National Institute of Standards & Technology (NIST), Booth 4613: Founded in 1901, NIST is a non-regulatory federal agency whose mission is to promote U.S. innovation and industrial competitiveness. What’s not known so well is that NIST has a biochemical science division that has, among other things, an HIV structural database and macromolecular crystallization database.
Pall Life Sciences, Booth 5307: Pall has ramped up its single-use mixing and filtration systems of late, and is worth a visit to see its new Stax stackable depth filtration system.
Quertle, Booth E-52: Quertle.com bills itself as an exciting new website at which to query and investigate biomedical literature.
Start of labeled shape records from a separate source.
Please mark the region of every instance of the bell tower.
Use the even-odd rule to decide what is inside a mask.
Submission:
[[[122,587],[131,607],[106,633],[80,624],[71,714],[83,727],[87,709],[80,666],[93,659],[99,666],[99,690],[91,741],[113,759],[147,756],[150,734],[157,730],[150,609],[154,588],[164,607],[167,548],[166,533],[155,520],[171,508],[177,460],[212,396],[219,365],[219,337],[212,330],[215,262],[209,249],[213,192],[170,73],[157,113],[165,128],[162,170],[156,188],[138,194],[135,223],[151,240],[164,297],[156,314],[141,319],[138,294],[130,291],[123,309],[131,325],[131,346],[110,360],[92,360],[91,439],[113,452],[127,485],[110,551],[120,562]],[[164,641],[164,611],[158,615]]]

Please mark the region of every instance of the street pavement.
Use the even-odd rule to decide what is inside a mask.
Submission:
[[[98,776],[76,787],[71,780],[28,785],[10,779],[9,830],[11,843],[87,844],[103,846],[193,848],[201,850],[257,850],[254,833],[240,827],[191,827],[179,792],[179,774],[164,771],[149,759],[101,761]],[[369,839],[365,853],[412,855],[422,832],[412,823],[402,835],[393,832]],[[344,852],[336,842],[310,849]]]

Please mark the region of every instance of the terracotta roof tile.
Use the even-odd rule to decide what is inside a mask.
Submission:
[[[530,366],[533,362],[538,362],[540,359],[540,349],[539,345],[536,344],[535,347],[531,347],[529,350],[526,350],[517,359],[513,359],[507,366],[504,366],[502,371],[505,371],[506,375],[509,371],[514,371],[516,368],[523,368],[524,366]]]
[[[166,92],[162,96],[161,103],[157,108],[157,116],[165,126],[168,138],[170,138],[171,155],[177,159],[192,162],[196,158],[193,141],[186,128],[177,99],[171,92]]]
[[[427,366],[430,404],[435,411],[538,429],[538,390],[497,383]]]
Its pitch: “Ask real questions. Get real answers.” I’m intriqued, and its site launch will be May 18 during the show.
RNL Bio, Booth 5911: RNL, HQ’ed in South Korea, specializes in adult-derived stem cells and has two products in Phase II trials. A definite stop if you’re not familiar with how adult stem cells are used to develop new therapies.
Spraying Systems Co., Booth 5714: Am I the only one who enjoys seeing demos of tank cleaning and tablet coating?
Symyx Technologies, Booth 2002: A specialist in lab software and e-notebooks, Symyx has announced a number of partnerships of late to advance lab automation and workflow.
Wisconsin Pavilion, Booth 4103, and Australia Pavilion, Booth 2133: You may get free samples — just one way to create your own wine and cheese tour.
Xcellerex, Booth 5417: The company continues to push the disposable envelope, especially with its new modular, portable, all-disposable FlexFactory platform. I’m curious to find out if the booth is portable and disposable as well.